Washington is about to be graced with the fifth class of Karel Fellows – good news for the agenda of social change that is so critical at a time when there is enormous need for new solutions to some of the most challenging problems facing our society. But, also good news for the nonprofits – nine this year! – that will host them. And, good news for the fellows themselves, who will bring back learnings to the seven colleges and universities to which they will return in the fall.

It’s worth pausing five years later to reflect on the vision Frank Karel had for this fellowship and the “state of the fellowship” itself, certainly on track to be the ambitious and successful venture that we envisioned at the outset. I am looking at a photo of him in his prime as I write this blog. He was a pioneer, not the first to be committed to social justice in the public interest, but among the first to articulate that communications could and must be a driver of the justice and reforms we seek – or they simply won’t happen.

Frank photoAs he made very clear, it’s one thing to house a homeless person or offer food to a malnourished or hungry person; it’s quite another to spread what is learned from research or innovation at the system level to actually eradicate homelessness and feed communities or even nations. That’s why his work took him from communities to regions to the nation to the world. Big ideas grounded in evidence can change the world.  But it’s the marriage of the content experts with the communicators that turns ideas into better lives for all of us, but most urgently, for the marginalized among us.

So, now following Frank’s lead, public interest communicators are all in on the importance of the right message, the right channels to deliver that message, and the right and most effective messengers as the change-agents who drive reform. And, it’s in this latter area – the messengers – where we are falling short. Our field is too white and too economically privileged to own the space as messengers for change that encompasses all of America. We are an increasingly diverse nation, and for the greater world in which we live, defined by even greater diversity, we should seek new, and in some circles, more credible messengers for greater equality, better health, education, economic fairness, and generally, a safer world with a cleaner environment and less violence.

We need to diversify our field of public interest communications to help make this happen, and the Karel Fellowship is the most exciting national initiative to do this. In our first five years, thanks to the Robert Wood Johnson Foundation and W.K. Kellogg Foundation, among others, we have placed 37 fellows from 15 different colleges and universities. These schools are based from Florida to Massachusetts, from Arizona to Minnesota, and their students have partnered with a total of 18 unique organizations. These non-profits are coming at social change from very different places, but with common values and a common passion for a more just society. Some, like Trust for America’s Health, Aeras and the Campaign for Tobacco-Free Kids, are about better health. Some, like Latino Economic Development Center, Casa de Maryland and Mary’s Center, work with immigrant populations. Some, like Special Olympics and Wider Opportunities for Women, work with specific populations to celebrate and expand their opportunity.

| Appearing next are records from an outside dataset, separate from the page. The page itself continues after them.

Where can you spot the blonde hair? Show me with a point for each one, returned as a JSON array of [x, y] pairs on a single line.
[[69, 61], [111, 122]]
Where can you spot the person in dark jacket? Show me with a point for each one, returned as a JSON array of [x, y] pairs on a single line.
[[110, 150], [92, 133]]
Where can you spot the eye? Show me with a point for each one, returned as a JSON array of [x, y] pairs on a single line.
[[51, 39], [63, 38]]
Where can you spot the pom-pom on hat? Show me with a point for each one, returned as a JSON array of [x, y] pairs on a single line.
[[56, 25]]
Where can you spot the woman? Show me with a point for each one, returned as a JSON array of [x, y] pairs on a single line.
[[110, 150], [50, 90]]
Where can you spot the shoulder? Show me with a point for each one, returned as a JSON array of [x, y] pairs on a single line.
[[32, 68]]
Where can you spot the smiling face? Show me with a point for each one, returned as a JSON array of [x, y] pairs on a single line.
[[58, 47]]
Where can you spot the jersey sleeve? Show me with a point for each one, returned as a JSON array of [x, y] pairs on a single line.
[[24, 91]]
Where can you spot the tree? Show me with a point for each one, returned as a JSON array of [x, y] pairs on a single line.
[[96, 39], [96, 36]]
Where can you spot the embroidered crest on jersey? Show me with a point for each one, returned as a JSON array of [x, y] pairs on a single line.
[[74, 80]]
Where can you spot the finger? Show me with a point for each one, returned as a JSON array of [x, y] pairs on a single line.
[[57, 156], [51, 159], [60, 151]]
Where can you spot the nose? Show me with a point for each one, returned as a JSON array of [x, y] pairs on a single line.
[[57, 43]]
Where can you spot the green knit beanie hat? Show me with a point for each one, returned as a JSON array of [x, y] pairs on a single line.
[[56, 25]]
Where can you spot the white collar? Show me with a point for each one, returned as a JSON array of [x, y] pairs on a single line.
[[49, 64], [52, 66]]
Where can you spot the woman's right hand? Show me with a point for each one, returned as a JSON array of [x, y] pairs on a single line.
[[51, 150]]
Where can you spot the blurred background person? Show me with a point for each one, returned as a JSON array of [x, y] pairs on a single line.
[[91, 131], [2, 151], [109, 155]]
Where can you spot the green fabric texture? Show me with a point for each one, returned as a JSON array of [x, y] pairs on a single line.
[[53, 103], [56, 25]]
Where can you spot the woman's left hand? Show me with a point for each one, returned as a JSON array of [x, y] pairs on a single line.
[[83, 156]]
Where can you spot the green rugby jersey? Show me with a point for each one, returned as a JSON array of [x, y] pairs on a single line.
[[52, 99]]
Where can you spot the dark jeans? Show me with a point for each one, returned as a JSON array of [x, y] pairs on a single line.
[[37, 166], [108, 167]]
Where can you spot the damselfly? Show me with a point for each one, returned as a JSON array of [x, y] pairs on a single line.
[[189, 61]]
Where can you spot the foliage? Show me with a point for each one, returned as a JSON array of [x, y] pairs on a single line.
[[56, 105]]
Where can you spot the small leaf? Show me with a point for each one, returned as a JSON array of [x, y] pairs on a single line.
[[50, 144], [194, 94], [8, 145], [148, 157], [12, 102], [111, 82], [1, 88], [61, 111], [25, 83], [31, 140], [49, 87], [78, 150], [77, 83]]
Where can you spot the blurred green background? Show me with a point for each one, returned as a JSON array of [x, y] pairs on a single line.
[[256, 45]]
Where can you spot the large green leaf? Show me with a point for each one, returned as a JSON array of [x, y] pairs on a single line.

And, this year is our best ever. We had 40 applications from 23 colleges and universities representing 15 states. We are poised for a tipping point where it will be even more challenging to decide who we can invite into this fellowship, because demand is growing as college students become aware of the field of public interest communications and the opportunity that this fellowship provides to become immersed in it.

This campaign season has given voice to engaged, committed, passionate young people who want to speak out about injustice and the need for social change. It’s in all of our interests to educate them about the tools for effective advocacy, so that they become more skilled at the “how” of change. Our young advocates can learn so much from exposure to public interest communications, experiencing an introduction to the “science” of policy reform so that rallying cries extend beyond rhetoric (the “what”) to the much needed strategies for making change actually happen (“the how”).

Frank Karel was a father, a brother and a mentor in my life. He would be so proud of what these fellows have accomplished over the first five years of this fellowship in his name and so excited about this particular class of new fellows.